I want to make a clustered heat map for the differentially expressed genes I identified with EdgeR where the batch effect was modeled as an experimental factor. To do this, I used the limma package removeBatchEffect() after TMM-normalization and log2 CPM transformation on the DE subset of the raw expression matrix and it worked.

Is there any concrete practical benefit in doing removeBatchEffect() on the entire dataset first (but with some independent filtering first), and then take out the rows corresponding to the DE genes for visualization? In terms of robustness and accuracy?

In other words, is it better to take out differentially expressed genes from the raw matrix first, and then run the batch correction described above or first run the batch correction procedure on the full raw matrix and only then take out the genes you want to visualize? My DE set is on the order of a few thousand de novo contigs. How much does the size of this DE set matter for the answer?

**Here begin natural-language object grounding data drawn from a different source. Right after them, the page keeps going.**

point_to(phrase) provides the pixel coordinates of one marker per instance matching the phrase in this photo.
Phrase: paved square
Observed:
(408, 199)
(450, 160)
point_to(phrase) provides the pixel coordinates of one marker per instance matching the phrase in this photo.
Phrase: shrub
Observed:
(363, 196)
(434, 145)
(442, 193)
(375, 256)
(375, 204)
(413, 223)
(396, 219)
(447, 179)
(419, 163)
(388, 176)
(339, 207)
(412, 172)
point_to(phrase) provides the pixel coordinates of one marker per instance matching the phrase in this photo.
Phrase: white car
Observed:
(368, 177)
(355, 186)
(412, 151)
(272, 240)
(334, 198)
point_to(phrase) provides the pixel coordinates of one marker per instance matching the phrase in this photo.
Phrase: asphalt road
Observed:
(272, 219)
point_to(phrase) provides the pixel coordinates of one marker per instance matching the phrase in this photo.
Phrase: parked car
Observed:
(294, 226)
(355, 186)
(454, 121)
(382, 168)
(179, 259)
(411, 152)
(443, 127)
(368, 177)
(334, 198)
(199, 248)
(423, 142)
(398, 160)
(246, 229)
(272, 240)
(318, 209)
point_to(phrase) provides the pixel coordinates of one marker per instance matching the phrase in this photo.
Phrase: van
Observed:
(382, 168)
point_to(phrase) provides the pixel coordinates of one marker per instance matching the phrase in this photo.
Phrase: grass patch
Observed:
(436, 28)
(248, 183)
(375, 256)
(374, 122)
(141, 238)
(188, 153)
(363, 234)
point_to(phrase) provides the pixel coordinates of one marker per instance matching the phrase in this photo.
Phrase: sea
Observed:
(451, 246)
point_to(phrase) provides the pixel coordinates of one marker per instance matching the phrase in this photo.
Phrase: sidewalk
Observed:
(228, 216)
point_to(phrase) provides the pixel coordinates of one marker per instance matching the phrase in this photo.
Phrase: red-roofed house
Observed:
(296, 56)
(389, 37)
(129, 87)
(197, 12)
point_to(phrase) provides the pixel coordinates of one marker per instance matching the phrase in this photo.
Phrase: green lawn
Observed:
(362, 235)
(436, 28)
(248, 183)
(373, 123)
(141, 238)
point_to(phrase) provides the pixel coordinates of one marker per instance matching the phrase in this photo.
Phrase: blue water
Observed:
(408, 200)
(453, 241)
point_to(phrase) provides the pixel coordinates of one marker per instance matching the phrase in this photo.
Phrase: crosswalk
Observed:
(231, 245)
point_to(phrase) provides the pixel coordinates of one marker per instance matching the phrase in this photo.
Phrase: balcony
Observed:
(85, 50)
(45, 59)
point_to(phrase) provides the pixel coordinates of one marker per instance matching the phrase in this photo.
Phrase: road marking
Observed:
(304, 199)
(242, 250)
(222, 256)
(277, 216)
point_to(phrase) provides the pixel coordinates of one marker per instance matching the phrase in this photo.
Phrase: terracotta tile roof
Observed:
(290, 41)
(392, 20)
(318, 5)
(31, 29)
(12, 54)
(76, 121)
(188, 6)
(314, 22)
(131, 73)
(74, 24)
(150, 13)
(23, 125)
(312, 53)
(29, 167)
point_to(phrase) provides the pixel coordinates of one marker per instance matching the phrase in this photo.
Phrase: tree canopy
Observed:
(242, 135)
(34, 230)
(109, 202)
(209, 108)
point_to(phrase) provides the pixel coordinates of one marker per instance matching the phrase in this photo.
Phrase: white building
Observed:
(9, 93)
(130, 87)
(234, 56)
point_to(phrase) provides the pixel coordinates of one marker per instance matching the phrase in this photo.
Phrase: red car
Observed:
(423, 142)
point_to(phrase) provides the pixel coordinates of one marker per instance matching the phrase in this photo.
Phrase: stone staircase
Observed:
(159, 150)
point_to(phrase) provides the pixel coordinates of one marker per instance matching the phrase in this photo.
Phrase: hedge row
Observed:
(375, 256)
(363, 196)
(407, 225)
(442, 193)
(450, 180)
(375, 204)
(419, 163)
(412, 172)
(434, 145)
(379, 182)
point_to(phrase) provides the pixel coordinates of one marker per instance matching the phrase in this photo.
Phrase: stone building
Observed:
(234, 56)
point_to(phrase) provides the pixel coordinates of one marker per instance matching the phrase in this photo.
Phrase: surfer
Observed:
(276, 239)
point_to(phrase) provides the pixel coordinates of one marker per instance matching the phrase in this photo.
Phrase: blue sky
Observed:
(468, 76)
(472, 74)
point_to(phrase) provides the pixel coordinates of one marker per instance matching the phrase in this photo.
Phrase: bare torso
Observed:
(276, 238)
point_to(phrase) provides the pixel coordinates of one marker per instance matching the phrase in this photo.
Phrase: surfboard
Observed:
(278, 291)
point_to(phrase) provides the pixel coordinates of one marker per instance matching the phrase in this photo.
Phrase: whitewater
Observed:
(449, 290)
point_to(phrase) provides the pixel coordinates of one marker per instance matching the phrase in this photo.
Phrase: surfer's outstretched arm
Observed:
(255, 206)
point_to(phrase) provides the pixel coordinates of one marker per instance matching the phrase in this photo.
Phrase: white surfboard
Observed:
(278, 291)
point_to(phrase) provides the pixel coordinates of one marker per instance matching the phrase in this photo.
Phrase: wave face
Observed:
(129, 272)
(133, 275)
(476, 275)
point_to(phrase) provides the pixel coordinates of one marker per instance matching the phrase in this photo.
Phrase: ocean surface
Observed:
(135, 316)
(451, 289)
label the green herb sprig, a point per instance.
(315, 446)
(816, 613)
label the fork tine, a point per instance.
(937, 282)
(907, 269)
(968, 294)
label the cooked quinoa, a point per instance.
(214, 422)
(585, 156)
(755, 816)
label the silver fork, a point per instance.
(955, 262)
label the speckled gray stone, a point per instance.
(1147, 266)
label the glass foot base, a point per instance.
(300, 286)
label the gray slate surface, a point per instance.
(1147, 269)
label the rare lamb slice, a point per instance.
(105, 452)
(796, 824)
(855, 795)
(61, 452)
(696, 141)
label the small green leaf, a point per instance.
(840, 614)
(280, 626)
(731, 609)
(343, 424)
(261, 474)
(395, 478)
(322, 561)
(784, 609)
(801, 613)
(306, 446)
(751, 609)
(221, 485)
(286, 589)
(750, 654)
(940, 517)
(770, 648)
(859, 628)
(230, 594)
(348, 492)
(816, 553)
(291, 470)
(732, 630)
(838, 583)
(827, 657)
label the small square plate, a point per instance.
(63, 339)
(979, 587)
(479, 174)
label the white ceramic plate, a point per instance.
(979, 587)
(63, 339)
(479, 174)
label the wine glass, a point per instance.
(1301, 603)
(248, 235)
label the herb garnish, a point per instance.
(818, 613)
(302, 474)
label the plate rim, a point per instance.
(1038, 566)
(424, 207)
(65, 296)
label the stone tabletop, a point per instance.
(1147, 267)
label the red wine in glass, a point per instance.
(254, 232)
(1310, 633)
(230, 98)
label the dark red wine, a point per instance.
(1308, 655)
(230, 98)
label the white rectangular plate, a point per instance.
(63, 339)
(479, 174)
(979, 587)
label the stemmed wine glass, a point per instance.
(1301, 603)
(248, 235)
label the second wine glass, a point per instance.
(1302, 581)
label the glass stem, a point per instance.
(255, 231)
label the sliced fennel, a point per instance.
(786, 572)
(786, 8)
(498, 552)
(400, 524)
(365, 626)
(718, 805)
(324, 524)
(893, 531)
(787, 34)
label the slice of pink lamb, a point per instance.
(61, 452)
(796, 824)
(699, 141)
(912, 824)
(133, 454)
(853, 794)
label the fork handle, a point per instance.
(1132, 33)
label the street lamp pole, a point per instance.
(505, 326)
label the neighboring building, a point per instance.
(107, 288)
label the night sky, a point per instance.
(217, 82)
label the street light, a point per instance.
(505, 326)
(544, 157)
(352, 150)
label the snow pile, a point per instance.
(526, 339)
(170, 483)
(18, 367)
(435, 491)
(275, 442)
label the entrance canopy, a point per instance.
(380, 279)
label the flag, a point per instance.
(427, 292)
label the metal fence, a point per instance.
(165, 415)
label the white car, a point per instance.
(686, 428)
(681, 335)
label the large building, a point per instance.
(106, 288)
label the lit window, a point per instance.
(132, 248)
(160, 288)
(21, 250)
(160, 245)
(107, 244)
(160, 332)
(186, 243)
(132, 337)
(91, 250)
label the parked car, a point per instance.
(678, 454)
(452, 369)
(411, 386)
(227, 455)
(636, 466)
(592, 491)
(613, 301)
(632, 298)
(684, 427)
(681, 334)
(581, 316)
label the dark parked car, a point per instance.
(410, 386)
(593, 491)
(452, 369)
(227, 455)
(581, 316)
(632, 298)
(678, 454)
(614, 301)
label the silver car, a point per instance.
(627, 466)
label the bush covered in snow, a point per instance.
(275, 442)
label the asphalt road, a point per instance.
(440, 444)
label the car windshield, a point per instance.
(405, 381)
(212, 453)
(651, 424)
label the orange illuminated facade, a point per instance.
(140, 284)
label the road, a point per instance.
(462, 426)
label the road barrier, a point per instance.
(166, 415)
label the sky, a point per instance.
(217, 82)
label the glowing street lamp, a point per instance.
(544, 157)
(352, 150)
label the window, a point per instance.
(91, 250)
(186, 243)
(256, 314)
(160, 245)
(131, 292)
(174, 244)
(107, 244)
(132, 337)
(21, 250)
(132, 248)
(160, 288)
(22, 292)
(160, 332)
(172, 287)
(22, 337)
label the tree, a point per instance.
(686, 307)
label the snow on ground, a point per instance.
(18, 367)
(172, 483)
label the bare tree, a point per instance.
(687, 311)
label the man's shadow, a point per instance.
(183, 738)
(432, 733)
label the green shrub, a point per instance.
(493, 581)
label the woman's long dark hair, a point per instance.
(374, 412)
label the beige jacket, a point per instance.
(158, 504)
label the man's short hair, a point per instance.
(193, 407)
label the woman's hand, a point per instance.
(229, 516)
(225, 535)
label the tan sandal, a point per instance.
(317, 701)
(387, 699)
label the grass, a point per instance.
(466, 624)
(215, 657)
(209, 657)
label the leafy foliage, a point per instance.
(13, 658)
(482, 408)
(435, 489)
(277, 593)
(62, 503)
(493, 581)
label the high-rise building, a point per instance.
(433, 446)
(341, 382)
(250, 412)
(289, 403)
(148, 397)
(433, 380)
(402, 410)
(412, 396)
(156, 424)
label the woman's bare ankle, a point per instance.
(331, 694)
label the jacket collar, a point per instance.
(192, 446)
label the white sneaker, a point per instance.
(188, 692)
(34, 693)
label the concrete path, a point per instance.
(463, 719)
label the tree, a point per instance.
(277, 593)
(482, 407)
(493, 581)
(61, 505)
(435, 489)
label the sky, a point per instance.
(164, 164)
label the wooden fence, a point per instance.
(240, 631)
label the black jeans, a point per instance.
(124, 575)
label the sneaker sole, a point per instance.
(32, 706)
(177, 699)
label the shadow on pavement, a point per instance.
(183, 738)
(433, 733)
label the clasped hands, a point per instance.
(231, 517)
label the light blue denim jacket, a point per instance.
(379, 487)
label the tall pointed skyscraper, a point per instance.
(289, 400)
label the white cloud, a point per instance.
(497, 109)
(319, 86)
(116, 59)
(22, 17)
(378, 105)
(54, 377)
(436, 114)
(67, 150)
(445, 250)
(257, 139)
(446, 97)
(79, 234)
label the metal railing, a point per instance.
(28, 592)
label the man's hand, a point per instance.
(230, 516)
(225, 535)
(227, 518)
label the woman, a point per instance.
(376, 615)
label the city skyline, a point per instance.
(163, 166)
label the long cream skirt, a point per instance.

Doesn't matter. The batch correction is done separately for each gene, so whether it's subsetted or not is irrelevant to the function as it'll give the same result for each gene:

y <- matrix(rnorm(10*6),10,6)
colnames(y) <- c("A1","A2","A3","B1","B2","B3")
y[,1:3] <- y[,1:3] + 10

# All together:
batch <- c("A","A","A","B","B","B")
out <- removeBatchEffect(y, batch=batch)

# One at a time:
out2 <- removeBatchEffect(y[1,,drop=FALSE], batch=batch)
all.equal(out[1,,drop=FALSE], out2) # should be TRUE

If you subset first, it'll be faster, but that shouldn't be a major issue unless you've got lots of features.